My question relates to a graphical approach to identifying the nonlinear terms of an oscillator [1].
The oscillator is
\begin{equation} \ddot{x} + x + W(x,\dot{x})=0 \end{equation}
which [1] says can be written as
\begin{equation} \frac{1}{2}\mathrm{d}(x^2+\dot{x}^2) + W(x,\dot{x})\dot{x} \, \, \mathrm{d}t =0 \end{equation}
or, equivalently, as
\begin{equation} W(x,\dot{x})=-\mathrm{d}(x^2+\dot{x}^2)/2 \,\, \mathrm{d}x. \end{equation}
My questions are (i) how did the authors derive this equation and (ii) given observed values $x$ and estimated values $\dot{x}$, how does one evaluate $W(x,\dot{x})$ in a scripting language like MATLAB?

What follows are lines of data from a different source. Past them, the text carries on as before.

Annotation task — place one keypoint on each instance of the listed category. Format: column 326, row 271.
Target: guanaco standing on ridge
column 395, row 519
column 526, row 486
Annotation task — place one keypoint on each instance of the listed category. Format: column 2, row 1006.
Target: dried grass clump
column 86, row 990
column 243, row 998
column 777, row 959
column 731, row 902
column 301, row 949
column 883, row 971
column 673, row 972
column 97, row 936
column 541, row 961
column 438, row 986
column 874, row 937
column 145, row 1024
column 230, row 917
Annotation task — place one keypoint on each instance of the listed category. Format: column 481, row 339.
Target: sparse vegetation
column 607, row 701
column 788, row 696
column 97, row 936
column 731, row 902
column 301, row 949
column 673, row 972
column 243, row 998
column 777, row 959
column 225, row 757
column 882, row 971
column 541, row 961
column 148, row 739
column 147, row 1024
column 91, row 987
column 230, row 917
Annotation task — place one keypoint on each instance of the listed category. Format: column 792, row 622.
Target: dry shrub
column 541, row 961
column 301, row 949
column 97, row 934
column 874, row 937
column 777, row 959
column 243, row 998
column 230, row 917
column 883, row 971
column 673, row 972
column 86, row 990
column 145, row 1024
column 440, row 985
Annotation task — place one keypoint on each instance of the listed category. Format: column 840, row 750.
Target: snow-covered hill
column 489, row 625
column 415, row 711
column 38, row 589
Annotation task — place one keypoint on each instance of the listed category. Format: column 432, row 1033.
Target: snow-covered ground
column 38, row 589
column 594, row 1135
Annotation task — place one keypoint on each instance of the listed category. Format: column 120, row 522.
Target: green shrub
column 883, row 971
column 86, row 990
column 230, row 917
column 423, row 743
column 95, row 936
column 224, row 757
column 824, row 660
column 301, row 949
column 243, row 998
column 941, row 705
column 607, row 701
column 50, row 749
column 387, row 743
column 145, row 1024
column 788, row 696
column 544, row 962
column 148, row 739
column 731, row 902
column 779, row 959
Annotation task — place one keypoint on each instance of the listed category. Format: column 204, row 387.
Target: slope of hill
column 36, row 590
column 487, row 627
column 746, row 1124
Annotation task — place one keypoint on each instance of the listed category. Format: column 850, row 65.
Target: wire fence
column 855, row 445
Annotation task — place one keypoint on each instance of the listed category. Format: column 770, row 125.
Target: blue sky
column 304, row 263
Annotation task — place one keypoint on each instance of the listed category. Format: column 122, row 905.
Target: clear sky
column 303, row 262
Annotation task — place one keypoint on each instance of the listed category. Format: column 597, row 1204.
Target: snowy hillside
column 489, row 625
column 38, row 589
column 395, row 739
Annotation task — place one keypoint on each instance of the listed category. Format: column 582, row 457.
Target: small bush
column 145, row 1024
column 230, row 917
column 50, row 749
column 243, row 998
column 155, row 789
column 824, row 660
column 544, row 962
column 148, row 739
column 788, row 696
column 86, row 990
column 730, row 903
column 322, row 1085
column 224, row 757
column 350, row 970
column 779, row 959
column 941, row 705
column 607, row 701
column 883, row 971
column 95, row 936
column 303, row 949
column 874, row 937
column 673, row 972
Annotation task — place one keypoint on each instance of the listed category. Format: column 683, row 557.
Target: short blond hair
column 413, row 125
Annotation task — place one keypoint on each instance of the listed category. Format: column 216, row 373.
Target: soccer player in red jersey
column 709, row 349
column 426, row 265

- P.J. Beek, W.J. Beek, Tools for constructing dynamical models of rhythmic movement, Human Movement Science, Volume 7, Issues 2–4, October 1988, Pages 301-342, ISSN 0167-9457, http://dx.doi.org/10.1016/0167-9457(88)90015-2. (http://www.sciencedirect.com/science/article/pii/0167945788900152)
Update 1:
Using the advice of John Sinclair, we have that \begin{align} \ddot{x} + x + W(x,\dot{x})&=0\\ \dot{x}\ddot{x} + x\dot{x} + W(x,\dot{x})\dot{x}&=0\\ \end{align} and because \begin{equation} \dot{x}\ddot{x} + x\dot{x} = \frac{\mathrm{d}(x^2+\dot{x}^2)}{2\mathrm{d}t} \end{equation} we write \begin{align} \frac{\mathrm{d}(x^2+\dot{x}^2)}{2\mathrm{d}t} + W(x,\dot{x})\dot{x} &=0\\ \frac{\mathrm{d}(x^2+\dot{x}^2)}{2} + W(x,\dot{x})\dot{x}\mathrm{d}t &=0\\ \frac{\mathrm{d}(x^2+\dot{x}^2)}{2} + W(x,\dot{x})\mathrm{d}x &=0 \end{align} from which we can get \begin{equation} W(x,\dot{x}) = -\frac{\mathrm{d}(x^2+\dot{x}^2)}{2\mathrm{d}x} \end{equation} which is the desired result.